Working With Janet's Threads
This post is about some internal workings of Janet and Jwno, especially how threads work and communicate. You may as well take it as me mumbling to myself. I try to explain things, but you may still need some basic knowledge about Janet and system programming to go through it.
I had never thought about how a virtual-machine-based and garbage-collected programming language manages its threads and memory, until I started playing with Janet, so what I wrote here may be wrong, and I’d be grateful if someone can help me point out the mistakes.
And obligatorily:
A Tale of Two Event Loops
Jwno is a Windows™ application, naturally it has a window message event loop. It’s crucial for most GUI-related stuff.
And Jwno is an application written in Janet. Janet also has its own event loop built-in to the core. Some of Janet’s cool features (e.g. fibers) depend on it.
In my limited programming experience, when two event loops clash, there’re generally these three ways to make them work together:
-
“Cascade” those two event loops. This way we can avoid multi-threading comletely, and most parts of the application can work together seemlessly. A good example would be cascaded epoll instances in Linux. Windows has
MsgWaitForMultipleObjects
to combine the window message event loop and other I/O events, while Janet usesI/O Completion Ports
at the heart of its event loop. There may be a way to connect these two and fold them into one thread. While this looks like a fun research topic, I’m not sure I know enough about Windows APIs and Janet internals to take this path. -
Use a polling architecture. This can also be done in a single thread. We just ask our event sources, one by one, for new events, then sleep for a while, and repeat. The window message event loop and Janet’s event loop can both work in a “single step” mode, so this could work, but adopting it in an interactive application like Jwno just feels… wrong.
-
Use threads to isolate them loops. To me this idea sounds boring and dangerous at the same time, but I know for sure it works, since it’s what Jwno is currently using. There’re details on managing threads and communicating between them, we’ll get to those in the remaining parts of this post.
Janet’s Threading Model
Simply put, Janet creates a separate instance of virtual machine for every thread it spawns. A VM instance has its own heap and garbage collector, so the garbage collection also mostly works on a per-thread basis. Unlike system threads that share the same process memmory address space, Janet threads by default can’t access data that’s managed by another Janet thread, since the data may suddenly get vaporized by the other garbage collector.
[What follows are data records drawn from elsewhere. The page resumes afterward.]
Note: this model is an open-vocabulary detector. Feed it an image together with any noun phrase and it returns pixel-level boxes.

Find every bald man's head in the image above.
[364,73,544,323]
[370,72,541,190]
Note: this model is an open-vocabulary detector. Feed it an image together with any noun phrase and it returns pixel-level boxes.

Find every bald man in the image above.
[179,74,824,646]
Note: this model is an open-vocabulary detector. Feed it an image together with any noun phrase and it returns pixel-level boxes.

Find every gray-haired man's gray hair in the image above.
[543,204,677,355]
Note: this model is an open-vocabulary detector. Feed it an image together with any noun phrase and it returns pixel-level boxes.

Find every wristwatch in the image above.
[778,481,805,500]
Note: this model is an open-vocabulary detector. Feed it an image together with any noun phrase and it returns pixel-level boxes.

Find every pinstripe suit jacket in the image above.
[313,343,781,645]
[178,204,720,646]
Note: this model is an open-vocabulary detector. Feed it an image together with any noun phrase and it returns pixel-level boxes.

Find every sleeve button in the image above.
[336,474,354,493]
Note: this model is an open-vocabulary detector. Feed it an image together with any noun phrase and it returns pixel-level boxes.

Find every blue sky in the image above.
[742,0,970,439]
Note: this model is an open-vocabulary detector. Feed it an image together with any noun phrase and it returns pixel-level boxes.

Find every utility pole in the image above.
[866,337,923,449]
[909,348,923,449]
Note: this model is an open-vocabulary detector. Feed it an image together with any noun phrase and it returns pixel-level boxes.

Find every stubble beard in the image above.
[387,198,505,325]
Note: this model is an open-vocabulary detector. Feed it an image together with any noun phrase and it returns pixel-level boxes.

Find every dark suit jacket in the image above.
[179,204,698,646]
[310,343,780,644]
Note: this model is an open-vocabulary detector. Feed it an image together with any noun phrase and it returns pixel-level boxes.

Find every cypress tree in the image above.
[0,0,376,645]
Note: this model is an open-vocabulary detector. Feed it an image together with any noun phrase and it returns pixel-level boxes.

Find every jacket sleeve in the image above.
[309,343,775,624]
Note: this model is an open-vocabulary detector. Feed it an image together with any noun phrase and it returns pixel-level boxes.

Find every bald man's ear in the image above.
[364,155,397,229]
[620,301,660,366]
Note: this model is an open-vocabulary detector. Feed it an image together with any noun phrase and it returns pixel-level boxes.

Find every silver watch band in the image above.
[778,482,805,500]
But consider this simple function:
(defn test-thread-isolation []
# thread #1
(def facts @{:janet-is-cool true})
(ev/do-thread
# thread #2
(put facts :ak-is-cool true)
(printf "From thread #2: %n" facts))
(printf "From thread #1: %n" facts))
And, spoiler alert, the function’s output:
From thread #2: @{:ak-is-cool true :janet-is-cool true}
From thread #1: @{:janet-is-cool true}
The code inside ev/do-thread
(thread #2) sees :janet-is-cool
, but the code outside (thread #1) can’t see :ak-is-cool
.
Did thread #2 violate the “no access to other threads’ stuff” rule? Not really. The fact is, thread #2 was just modifying a copy of the original variable, and that’s why thread #1 can’t see the modification. ev/do-thread
and friends carry out a complex ritual when spawning a new thread, called “marshalling”, to transparently copy data between threads, so that we can use closures seemlessly across thread boundaries.
The Ritual To Spin Up a Thread
To create a new thread, Janet does roughly these things:
- Marshal (pack up) the actual code to be run in the new thread, together with its environment, including any variables captured in its closure.
- Create a new system thread, and send it a buffer where the marshaled data resides.
- Initialize a new VM instance in the new thread.
- In the new thread, unmarshal (unpack) everything it received, and start running the freshly unmarshaled code.
After marshalling, the data looks like a network packet. The “packet” is independent of any thread, so can be moved around safely. When the receiving thread unmarshals the data, it takes the unmarshaled objects under its own management.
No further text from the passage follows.